The Norman, much satisfied with the information thus gleaned from the abbot, who, despite his ignorance of the Saxon tongue, was, like all his countrymen, acute and curious, now rose to depart. The abbot, detaining him a few moments, and looking at him wistfully, said, in a low voice:
“What thinkest thou are Count William’s chances of England?”
“Good, if he have recourse to stratagem; sure, if he can win Harold.”
“Yet, take my word, the English love not the Normans, and will fight stiffly.”

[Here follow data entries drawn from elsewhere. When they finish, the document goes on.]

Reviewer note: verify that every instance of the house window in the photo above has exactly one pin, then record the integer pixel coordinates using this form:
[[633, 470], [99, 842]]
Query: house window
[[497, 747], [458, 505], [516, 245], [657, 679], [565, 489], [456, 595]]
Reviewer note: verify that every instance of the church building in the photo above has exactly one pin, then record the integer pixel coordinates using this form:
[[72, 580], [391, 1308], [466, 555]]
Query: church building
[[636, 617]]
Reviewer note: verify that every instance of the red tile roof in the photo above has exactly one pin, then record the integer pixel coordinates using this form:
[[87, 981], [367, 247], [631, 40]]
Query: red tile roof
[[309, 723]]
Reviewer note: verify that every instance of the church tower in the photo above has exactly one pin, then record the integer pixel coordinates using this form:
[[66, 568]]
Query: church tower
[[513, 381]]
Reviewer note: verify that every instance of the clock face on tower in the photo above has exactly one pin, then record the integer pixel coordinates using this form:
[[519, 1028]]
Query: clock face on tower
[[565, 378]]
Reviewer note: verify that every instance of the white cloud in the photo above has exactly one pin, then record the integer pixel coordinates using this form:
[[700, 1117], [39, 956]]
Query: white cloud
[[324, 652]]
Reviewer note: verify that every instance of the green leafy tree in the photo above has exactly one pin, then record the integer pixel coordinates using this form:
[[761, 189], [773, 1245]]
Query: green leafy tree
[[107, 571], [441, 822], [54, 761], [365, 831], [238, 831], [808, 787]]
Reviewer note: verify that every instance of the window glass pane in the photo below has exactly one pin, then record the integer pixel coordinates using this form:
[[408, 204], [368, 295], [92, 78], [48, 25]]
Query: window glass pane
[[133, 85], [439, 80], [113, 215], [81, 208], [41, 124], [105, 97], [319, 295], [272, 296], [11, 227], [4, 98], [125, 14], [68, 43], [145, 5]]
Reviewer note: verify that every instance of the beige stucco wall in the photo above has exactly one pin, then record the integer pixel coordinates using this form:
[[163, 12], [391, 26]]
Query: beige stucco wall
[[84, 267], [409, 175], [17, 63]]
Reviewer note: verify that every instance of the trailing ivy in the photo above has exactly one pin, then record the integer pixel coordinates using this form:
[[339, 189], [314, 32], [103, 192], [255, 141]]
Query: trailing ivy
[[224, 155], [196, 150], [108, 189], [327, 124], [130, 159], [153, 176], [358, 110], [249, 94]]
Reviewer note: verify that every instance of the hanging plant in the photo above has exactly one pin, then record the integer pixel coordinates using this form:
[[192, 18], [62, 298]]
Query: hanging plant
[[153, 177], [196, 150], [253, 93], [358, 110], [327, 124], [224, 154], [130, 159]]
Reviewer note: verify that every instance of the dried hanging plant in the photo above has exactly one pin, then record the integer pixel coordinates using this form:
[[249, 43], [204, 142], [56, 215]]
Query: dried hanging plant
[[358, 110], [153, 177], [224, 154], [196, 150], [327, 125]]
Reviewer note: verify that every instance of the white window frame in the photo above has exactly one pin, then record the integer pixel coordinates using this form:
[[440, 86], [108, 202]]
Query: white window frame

“That I believe. But if fighting must be, I see that it will be the fight of a single battle, for there is neither fortress nor mountain to admit of long warfare. And look you, my friend, everything here is worn out! The royal line is extinct with Edward, save in a child, whom I hear no man name as a successor; the old nobility are gone, there is no reverence for old names; the Church is as decrepit in the spirit as thy lath monastery is decayed in its timbers; the martial spirit of the Saxon is half rotted away in the subjugation to a clergy, not brave and learned, but timid and ignorant; the desire for money eats up all manhood; the people have been accustomed to foreign monarchs under the Danes; and William, once victor, would have but to promise to retain the old laws and liberties, to establish himself as firmly as Canute. The Anglo-Danes might trouble him somewhat, but rebellion would become a weapon in the hands of a schemer like William. He would bristle all the land with castles and forts, and hold it as a camp. My poor friend, we shall live yet to exchange gratulations,—thou prelate of some fair English see, and I baron of broad English lands.”